General in-gel protein identification workflow
First, we wash the gel pieces with successive dehydration/rehydration cycles in MS-compatible solutions. In a second step, we break intra- and inter-protein S-S bridges using a reducing agent and block the free cysteines by alkylation. The reduced proteins are then digested directly in the gel with a protease that cleaves after known residues. Following digestion, we extract the resulting peptides from the gel by successive rounds of dehydration and sonication. Finally, these peptides are purified using reversed phase SPE (solid phase extraction) and injected in the mass spectrometer.
Before entering the MS, the peptides are further separated using a liquid reversed phase chromatography system that is directly connected to the mass spectrometer. This results in a better acquisition depth, since the additional separation gives the MS enough time to adequately sequence the peptides that are the sample. Once in the mass spectrometer, peptides are fragmented in smaller pieces and recorded by the instrument's high resolution detector using a workflow called Data Dependent Acquisition (DDA). This process yields a list of precursor masses with its associated list of fragment masses.
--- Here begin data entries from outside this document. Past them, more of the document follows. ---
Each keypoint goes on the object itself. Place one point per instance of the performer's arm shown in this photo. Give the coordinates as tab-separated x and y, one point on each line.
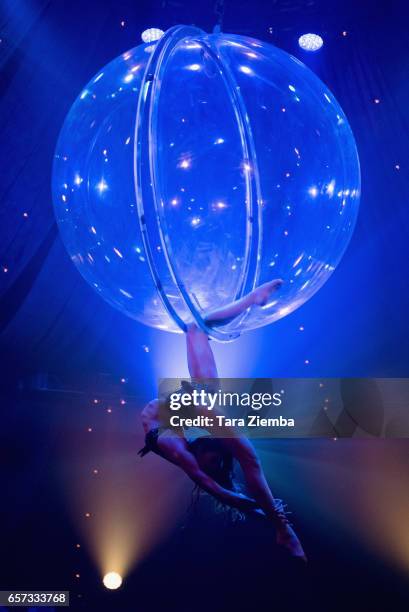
174	450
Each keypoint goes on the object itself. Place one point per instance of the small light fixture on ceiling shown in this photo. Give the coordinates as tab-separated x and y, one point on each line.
151	35
310	42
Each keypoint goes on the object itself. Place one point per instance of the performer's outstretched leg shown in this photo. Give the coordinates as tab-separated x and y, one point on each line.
258	297
202	365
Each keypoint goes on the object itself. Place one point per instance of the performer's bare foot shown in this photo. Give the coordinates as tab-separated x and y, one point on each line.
261	294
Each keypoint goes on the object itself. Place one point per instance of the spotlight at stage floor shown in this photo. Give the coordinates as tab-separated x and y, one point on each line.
112	580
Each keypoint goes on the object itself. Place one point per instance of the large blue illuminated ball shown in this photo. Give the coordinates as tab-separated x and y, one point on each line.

Data analysis and protein identification
To obtain the identity of the proteins that were in the sample, we load the data in a protein identification software. This software associates the recorded list of masses to a list of peptides and attributes them to one or more proteins. Of note, this process also reports any post-translational modification, chemical modification or amino acid substitution that could be recorded.
Reports of protein identification consist of a spreadsheet with a list of probable IDs, as well as a score and the number of peptides associated with every ID. We will also provide the false discovery rate (FDR) file generated by the identification software.